A mechanism for fiscal transfers would move the euro zone a step closer to a fiscal union, especially if the mechanism of loans for reforms were to form the nucleus of a euro zone budget, so far only cautiously referred to by policymakers as the euro zone’s “fiscal capacity”.

It is not clear what time-frame the loans would be offered for, or what the limit on the size of any loan would be.

The loans would not be available to countries running excessive economic imbalances or currently under a bailout. However, an official briefed on the document said a country like Ireland could, for example, request a contract and if approved, benefit from the cheap loans.

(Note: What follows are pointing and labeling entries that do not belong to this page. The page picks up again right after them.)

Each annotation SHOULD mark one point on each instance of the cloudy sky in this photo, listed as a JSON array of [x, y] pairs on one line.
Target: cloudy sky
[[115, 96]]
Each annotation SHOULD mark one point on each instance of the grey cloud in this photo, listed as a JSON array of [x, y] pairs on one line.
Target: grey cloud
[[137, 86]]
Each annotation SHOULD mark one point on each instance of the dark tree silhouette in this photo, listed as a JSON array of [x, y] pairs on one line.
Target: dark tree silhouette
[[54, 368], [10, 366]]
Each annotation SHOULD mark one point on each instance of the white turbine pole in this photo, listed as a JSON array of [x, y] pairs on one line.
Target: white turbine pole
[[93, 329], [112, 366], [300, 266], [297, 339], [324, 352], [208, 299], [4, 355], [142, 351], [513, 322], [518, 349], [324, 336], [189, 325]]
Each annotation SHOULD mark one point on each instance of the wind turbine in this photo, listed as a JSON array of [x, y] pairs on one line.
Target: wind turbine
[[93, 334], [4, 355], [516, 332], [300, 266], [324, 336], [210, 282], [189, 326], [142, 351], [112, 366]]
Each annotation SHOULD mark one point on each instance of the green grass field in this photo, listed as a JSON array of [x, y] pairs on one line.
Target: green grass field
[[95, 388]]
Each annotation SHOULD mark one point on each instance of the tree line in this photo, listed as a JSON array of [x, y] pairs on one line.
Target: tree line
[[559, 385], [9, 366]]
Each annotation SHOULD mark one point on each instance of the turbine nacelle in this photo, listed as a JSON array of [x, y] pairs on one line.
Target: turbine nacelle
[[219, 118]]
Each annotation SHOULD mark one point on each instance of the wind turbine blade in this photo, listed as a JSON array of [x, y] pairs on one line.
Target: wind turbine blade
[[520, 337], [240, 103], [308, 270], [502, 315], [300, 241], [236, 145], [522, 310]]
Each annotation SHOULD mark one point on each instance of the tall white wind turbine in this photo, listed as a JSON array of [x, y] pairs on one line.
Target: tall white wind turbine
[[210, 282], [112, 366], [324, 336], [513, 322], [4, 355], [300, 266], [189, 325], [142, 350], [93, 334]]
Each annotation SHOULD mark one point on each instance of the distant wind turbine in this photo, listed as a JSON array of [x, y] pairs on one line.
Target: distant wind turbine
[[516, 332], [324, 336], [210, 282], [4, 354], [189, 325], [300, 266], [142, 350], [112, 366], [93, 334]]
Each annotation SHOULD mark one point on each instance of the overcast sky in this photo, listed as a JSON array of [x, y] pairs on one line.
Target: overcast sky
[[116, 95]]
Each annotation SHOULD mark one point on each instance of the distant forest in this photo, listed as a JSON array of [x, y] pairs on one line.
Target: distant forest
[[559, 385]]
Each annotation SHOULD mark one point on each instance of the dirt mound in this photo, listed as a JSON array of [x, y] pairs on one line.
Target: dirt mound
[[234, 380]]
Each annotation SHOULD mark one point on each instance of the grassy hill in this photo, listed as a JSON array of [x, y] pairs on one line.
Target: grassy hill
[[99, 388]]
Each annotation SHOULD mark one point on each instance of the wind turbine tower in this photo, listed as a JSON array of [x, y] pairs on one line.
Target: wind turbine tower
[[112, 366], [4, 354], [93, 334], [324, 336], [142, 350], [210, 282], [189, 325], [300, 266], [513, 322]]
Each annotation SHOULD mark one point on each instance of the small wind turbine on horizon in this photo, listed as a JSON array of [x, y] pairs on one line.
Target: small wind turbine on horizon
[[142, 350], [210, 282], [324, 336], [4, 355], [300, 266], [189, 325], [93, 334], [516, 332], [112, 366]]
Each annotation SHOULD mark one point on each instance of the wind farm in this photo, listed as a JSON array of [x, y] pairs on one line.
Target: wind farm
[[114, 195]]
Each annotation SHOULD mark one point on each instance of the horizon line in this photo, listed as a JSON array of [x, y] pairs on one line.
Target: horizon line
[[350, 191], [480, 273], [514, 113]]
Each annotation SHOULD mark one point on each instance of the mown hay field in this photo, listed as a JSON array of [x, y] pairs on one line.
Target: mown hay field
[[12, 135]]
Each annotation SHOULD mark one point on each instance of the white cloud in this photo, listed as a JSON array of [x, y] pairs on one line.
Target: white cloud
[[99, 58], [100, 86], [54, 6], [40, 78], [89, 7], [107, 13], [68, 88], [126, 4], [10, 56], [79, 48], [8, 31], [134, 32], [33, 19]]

While there were no details on how the loans could be financed, one possibility, the official indicated, might be for the euro zone’s rescue fund, the European Stability Mechanism, to raise money on international markets and on-lend capital to a contracted member state, although the exact framework and process of the lending is yet to be finalised.

Euro zone officials said that the lack of clarity on financing was the main weakness of the proposal and that discussions on it could only move forward once the issue was clarified.

“The proposal as submitted is hardly acceptable as it lacks clarity on how you finance such an instrument,” one senior euro zone official said.

“How are we going to finance this? From the EU budget? Because these won’t be small amounts ...” the official said, also pointing to the rise in public debt that such loans would entail.